GENERAL APPROACH – 1) Generation of potent and selective inhibitors of NAGLU. We are combining synthetic chemistry and X-ray crystallographic analysis of a model protein in complex with synthesized inhibitors to generate compounds that are selective for NAGLU. 2) Candidate inhibitors are being assessed in a Chinese Hamster Ovary (CHO) cell model of MPSIIIB. The readout in this model assay is increased NAGLU concentration and activity in lysosomes upon treatment with our compounds.
BACKGROUND RESULTS – Prior to receiving funding from NMPSS we established using biochemical, structural, and cellular assays that inhibitory compounds based on piperidine and indolizine scaffolds could be made and would function as reasonably effective and selective chemical chaperones in our cellular assay, providing the basis for this work. Our endeavours were to focus on expanding the number of compounds that display the required properties for chaperones namely affinity, solubility, bioavailability and selectivity as well as expanding the model system to include other naglu mutations.
PROGRESS – Towards investigating inhibitor scaffolds using synthetic methodologies that potentially could result in compounds that are potent inhibitors of NAGLU, we have prepared a large number of compounds and are at different stages of their evaluation as inhibitors of NAGLU. Efforts to date have centered on the use of scaffolds demonstrated to be important in inhibiting glycosidases in general. Due to the synthetic difficulties that have resulted in some of the scaffolds syntheses, during the study we decided to first focus on hydroximolactone and piperidine scaffolds (see above figure) as these could be prepared in a more robust fashion.
We have completed the synthesis of a library of compounds for these scaffolds and are at different stages of evaluating them as inhibitors of NAGLU. Initial results have shown whilst they are modestly potent against NAGLU, these studies and the evaluation of roughly 20 crystal structures of bacterial NAGLU in complex with these inhibitors reveal them to lack selectivity for the enzyme over a functionally related human enzyme. This information, although disappointing, will guide us in the future preparation of selective compounds for NAGLU.
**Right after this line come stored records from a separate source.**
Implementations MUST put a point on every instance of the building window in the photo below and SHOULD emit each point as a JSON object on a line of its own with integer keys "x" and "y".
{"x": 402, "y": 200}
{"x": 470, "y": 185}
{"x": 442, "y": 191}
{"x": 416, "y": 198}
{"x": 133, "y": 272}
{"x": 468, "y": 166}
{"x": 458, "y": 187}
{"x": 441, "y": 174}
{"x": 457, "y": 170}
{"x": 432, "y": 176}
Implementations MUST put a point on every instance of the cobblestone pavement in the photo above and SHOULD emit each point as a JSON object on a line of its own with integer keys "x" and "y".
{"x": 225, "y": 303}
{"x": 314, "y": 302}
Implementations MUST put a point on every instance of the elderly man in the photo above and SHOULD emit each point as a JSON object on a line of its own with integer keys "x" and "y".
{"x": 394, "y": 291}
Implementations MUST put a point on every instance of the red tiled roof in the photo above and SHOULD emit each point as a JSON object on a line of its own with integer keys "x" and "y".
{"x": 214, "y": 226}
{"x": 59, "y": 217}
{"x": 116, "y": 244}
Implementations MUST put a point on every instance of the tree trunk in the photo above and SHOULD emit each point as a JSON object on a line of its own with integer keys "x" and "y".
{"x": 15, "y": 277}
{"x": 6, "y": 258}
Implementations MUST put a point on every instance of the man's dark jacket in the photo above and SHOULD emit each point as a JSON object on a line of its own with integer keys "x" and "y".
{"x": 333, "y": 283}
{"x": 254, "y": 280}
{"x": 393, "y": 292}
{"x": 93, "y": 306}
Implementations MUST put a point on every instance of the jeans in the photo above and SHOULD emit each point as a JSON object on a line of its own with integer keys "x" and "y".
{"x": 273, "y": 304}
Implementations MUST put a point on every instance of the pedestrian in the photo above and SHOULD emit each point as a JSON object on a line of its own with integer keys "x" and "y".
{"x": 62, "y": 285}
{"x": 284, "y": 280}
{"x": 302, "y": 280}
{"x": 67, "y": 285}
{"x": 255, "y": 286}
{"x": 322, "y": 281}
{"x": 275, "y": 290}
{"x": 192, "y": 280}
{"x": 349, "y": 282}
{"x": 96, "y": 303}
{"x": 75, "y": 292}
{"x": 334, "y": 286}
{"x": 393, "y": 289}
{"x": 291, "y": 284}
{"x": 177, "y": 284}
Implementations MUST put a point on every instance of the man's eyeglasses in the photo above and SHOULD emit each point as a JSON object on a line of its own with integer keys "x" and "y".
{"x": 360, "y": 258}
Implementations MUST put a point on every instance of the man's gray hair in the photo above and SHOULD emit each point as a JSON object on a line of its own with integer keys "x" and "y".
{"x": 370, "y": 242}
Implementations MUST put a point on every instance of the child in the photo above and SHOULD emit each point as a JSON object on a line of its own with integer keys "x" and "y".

Despite the compounds above not being selective for NAGLU, we have been assessing the chemical chaperone potential of them in a CHO cell model of MPSIIIB that incorporates a single known mutation of naglu. We have assayed the most potent compounds found to date as chemical chaperones in the model against the six mutants that we had prior to receiving funding from NMPSS. Nine new mutants have been prepared in this study, bringing the total to fifteen mutants in our library. Again it was disappointing to find that of the compounds that have been assayed, even though they were not toxic at high concentrations, they were not able to increase the levels of mutant NAGLU activity above control levels with any of our mutants. The nine new mutants were also not active against our initial piperidine and indolizine compounds that we had prior to receiving funding from NMPSS. We are now assessing the observed weaker binding compounds of NAGLU, as well we will assess the compounds that are yet to be evaluated as inhibitors of NAGLU, as chemical chaperones in future work. These results have also guided us in the future development of compounds that display the required properties for chaperones namely affinity, solubility and bioavailability.